In 2007 SAM announced the promised bequest of Hopper’s Chop Suey, a seminal painting from 1929. With Edward Hopper’s Women, the museum unveils this evocative painting in the context of a very specific set of social circumstances in New York in the late 1920s -- and the changing role of women within it.

"The tensions that still seem to emanate from this painting are testament to the penetrating power of Hopper’s gaze," noted Patricia Junker, Curator of American Art at SAM. "Hopper revealed himself an uncommonly close observer of people and place, and it was with Chop Suey that he found his most potent, enigmatic subject in the American city—the modern American woman."

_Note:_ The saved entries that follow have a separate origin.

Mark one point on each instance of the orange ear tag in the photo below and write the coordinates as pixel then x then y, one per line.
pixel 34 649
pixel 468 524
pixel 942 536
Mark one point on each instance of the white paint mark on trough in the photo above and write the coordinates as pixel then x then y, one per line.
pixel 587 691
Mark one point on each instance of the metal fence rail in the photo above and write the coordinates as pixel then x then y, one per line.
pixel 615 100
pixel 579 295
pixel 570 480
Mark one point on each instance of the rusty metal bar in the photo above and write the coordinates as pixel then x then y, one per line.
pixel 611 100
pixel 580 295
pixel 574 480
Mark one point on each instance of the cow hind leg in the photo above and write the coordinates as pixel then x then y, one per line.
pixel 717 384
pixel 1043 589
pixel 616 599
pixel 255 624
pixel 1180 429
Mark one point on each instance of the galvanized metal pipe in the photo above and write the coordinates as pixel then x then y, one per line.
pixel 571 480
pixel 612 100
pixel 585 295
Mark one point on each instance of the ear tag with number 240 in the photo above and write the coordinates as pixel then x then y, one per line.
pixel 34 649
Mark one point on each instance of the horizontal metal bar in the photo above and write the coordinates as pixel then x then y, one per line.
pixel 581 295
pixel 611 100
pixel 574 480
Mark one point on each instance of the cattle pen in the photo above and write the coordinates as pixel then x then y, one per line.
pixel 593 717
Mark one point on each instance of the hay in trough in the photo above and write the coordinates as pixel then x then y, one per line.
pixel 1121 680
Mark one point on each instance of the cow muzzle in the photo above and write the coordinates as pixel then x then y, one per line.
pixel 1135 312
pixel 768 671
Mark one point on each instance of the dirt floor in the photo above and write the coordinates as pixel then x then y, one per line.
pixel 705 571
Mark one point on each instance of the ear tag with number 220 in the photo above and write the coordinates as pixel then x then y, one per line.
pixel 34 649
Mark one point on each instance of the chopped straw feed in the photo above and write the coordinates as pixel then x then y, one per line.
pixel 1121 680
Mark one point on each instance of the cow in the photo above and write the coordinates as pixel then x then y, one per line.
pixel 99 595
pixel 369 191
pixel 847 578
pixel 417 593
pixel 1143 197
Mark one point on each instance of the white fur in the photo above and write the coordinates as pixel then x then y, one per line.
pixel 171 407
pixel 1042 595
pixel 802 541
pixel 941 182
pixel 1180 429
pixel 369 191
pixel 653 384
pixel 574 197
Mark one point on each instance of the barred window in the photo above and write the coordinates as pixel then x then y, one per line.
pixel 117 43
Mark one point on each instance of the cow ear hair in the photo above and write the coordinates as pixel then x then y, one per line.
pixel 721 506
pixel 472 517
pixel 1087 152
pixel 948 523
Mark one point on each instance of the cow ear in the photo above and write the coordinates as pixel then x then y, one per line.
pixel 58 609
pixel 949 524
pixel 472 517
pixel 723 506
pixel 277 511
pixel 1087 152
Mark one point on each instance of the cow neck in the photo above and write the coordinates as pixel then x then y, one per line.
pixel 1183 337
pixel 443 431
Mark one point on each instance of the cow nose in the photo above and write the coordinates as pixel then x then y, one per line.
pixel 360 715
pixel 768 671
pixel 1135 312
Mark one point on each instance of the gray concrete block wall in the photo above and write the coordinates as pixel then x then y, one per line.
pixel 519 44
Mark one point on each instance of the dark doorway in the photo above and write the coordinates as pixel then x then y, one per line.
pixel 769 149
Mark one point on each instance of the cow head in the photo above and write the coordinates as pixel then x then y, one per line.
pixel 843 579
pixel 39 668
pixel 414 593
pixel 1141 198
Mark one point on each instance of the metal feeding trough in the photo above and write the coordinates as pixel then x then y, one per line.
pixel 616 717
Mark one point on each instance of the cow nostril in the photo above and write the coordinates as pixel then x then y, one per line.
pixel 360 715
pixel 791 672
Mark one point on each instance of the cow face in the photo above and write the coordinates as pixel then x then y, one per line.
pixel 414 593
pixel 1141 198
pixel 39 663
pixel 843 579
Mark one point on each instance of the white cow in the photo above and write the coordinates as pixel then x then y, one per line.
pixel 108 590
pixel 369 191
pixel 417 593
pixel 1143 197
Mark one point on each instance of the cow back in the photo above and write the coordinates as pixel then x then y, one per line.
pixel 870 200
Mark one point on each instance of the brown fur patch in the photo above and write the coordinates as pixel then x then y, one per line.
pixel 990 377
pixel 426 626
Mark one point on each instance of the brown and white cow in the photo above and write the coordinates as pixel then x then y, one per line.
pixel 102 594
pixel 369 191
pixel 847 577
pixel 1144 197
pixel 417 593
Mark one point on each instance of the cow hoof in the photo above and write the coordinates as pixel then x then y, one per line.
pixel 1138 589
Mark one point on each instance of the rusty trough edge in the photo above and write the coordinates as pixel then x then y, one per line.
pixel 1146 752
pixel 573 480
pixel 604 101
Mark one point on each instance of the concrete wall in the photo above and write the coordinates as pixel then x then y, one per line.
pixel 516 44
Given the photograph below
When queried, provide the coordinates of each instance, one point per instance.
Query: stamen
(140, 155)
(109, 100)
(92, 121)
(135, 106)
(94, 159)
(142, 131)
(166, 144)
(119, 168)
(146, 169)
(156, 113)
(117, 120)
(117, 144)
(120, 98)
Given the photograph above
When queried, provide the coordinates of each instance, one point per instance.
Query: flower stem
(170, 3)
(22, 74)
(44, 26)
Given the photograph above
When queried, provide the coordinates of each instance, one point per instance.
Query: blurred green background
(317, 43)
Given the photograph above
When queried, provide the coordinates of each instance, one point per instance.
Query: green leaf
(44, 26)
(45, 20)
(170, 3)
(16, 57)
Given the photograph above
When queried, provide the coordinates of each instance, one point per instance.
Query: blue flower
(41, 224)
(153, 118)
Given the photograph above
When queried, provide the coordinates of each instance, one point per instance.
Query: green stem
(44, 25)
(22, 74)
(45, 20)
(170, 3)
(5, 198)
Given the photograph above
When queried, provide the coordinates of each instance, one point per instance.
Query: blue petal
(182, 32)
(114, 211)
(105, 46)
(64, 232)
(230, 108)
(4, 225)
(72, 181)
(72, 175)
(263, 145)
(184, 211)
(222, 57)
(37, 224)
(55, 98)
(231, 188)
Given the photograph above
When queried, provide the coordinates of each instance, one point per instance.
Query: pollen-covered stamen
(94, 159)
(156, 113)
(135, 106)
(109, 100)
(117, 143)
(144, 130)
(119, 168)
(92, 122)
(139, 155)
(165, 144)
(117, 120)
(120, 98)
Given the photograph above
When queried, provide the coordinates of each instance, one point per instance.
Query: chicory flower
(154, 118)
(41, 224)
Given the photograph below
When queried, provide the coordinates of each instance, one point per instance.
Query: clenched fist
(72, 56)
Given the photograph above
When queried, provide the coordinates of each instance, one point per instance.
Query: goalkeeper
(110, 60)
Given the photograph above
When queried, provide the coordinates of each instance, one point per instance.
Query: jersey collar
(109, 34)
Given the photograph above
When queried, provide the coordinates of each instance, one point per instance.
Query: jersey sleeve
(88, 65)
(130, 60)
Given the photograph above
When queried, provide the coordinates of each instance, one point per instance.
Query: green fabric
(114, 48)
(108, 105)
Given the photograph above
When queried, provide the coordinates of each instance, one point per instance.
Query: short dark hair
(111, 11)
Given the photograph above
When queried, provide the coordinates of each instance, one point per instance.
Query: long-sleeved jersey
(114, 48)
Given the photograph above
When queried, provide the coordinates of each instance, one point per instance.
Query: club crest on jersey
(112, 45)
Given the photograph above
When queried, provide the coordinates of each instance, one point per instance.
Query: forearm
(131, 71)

Organized by Junker, Edward Hopper’s Women brings together a group of paintings that shows Chop Suey as part of an extended narrative of human vulnerability that evolved as Hopper studied New York women in new kinds of social spaces. Through works such as the early New York Restaurant (1922), and the later Compartment C, Car 293 (1938), visitors can appreciate the universality of Hopper’s themes and the communicative power of his art across time. The paintings, together with related etchings on the theme, suggest that the artist’s near obsession with the idea of human frailty occupied him through his entire career, informing his most potent -- and now iconic -- works. The exhibition is supplemented by a selection of photographs from the Seattle Art Museum’s permanent collection by Edward Hopper’s contemporaries, including Imogen Cunningham, Walker Evans and Ben Shahn, among others.